While this is not strictly a housing matter, Renters’ Rights London is really very concerned by the Conservative pledge
- To protect the integrity of our democracy, by introducing identification to vote at polling stations
The Electoral Reform society has stated that “the policy of mandatory strict ID presents a significant risk to democratic access and equality.” And that “Millions of people lack the strictest forms of required documentation, such as a passport or driving licence. If mandatory ID were to be rolled out nationally, it could potentially result in tens of thousands of voters being denied a say.”
We know that high housing costs leave people living in the private rented sector with less disposable income than others. Private renters are probably less likely to hold a current passport, therefore. Overall, only around 25% of the UK population does not hold a full driving licence but 38% of British Asians and 48% of Black British people do not hold a driving licence.
At Renters’ Rights London, we agree with the Electoral Reform Society:
“Identification requirements risk undermining the principles of fair and equal participation that have been at the heart of British democracy since the adoption of universal, equal suffrage in 1928.”
This time, voter ID is NOT required to vote in the General Election.

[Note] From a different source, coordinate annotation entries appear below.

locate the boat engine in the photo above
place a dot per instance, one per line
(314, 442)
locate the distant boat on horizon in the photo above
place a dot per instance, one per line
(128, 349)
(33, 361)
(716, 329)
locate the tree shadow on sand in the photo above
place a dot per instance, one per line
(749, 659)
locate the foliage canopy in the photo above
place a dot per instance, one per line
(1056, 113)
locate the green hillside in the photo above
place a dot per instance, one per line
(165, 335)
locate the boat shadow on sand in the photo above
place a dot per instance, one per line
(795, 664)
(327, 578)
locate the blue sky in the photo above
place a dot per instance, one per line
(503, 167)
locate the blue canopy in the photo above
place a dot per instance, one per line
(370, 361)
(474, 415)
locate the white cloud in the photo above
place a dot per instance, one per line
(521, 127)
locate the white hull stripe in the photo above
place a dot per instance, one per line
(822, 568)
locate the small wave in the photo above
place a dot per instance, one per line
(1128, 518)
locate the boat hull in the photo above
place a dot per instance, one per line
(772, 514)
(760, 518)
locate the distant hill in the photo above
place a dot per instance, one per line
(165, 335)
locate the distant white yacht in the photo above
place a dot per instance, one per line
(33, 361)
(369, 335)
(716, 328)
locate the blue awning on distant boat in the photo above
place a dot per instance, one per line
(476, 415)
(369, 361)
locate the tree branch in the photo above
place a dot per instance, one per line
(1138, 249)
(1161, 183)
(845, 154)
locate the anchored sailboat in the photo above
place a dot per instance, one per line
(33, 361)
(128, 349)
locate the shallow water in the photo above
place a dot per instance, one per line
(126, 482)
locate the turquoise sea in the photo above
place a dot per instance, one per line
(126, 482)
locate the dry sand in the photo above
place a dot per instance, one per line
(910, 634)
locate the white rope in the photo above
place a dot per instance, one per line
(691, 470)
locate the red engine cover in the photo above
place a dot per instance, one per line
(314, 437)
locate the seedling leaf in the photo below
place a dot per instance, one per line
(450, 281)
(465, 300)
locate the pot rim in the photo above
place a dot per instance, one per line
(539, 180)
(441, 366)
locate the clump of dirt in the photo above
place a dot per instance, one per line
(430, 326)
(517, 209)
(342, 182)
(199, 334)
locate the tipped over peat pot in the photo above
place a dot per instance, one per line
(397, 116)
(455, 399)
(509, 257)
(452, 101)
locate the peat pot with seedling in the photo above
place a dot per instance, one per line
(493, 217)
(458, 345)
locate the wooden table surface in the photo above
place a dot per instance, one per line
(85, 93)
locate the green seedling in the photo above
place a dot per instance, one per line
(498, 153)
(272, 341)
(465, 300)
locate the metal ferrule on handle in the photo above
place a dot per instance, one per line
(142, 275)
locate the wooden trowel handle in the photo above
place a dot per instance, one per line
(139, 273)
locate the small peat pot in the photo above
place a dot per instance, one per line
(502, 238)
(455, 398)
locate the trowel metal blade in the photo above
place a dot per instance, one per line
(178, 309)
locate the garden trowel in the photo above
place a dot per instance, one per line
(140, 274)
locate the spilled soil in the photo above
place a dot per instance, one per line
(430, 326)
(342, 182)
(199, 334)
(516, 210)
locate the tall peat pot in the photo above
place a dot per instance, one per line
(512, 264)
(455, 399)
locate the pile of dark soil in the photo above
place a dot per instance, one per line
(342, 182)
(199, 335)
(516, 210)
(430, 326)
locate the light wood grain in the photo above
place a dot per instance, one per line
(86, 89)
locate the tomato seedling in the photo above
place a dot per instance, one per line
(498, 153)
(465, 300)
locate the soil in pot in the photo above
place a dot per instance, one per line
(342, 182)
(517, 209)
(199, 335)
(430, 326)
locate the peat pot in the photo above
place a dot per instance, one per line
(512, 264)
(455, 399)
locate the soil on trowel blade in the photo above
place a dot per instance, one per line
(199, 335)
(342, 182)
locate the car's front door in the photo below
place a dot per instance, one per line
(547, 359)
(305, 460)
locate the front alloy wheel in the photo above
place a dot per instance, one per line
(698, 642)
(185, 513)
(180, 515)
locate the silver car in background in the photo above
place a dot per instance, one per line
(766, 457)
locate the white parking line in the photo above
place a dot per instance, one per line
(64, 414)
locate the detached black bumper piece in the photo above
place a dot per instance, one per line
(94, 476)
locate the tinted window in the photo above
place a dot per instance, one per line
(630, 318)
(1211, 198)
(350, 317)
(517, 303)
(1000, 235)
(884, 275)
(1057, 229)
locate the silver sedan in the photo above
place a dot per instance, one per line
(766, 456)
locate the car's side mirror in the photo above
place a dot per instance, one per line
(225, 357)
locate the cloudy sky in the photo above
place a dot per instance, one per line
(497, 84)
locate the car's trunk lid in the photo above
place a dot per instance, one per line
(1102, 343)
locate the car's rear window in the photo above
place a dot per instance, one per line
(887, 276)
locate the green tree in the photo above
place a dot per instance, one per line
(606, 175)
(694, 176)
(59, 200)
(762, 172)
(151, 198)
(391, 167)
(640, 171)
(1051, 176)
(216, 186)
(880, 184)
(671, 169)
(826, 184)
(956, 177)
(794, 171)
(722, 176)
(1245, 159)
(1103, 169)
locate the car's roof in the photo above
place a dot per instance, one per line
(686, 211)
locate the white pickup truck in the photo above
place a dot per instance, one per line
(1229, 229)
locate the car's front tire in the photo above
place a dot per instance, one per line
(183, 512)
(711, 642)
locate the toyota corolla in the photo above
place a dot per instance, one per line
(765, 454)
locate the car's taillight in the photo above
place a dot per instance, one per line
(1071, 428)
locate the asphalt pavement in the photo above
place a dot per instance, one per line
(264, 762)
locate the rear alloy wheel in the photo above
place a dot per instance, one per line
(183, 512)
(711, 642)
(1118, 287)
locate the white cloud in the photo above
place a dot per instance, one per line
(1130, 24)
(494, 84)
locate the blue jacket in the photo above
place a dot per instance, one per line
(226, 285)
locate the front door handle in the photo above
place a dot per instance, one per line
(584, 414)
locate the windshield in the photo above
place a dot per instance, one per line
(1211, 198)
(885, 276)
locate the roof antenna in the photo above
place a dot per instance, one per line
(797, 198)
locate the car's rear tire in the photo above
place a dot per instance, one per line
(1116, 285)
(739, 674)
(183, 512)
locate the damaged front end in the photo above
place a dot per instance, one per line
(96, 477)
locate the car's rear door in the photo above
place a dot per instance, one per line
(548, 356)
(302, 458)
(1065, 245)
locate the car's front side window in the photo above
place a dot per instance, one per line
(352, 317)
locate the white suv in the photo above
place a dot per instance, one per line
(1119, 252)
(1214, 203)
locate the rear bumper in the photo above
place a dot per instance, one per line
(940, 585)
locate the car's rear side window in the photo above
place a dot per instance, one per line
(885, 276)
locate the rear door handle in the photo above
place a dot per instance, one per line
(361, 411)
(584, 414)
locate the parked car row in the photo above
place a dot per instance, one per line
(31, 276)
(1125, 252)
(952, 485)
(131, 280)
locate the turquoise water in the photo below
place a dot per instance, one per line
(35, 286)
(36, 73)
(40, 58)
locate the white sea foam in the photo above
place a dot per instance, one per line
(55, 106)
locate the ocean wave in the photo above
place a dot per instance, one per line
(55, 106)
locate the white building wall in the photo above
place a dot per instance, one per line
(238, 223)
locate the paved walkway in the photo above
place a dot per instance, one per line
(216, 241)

You don’t even have to take your polling card with you on the day. If you’re eligible to vote, you can just turn up at your polling station, after 0700h and before 2200h, when polling ends. If you aren’t sure where to go to vote, find your polling station using your postcode.
Every candidate standing in your constituency would be grateful for your support on Thursday 12 December. Your vote, like every vote, really does matter.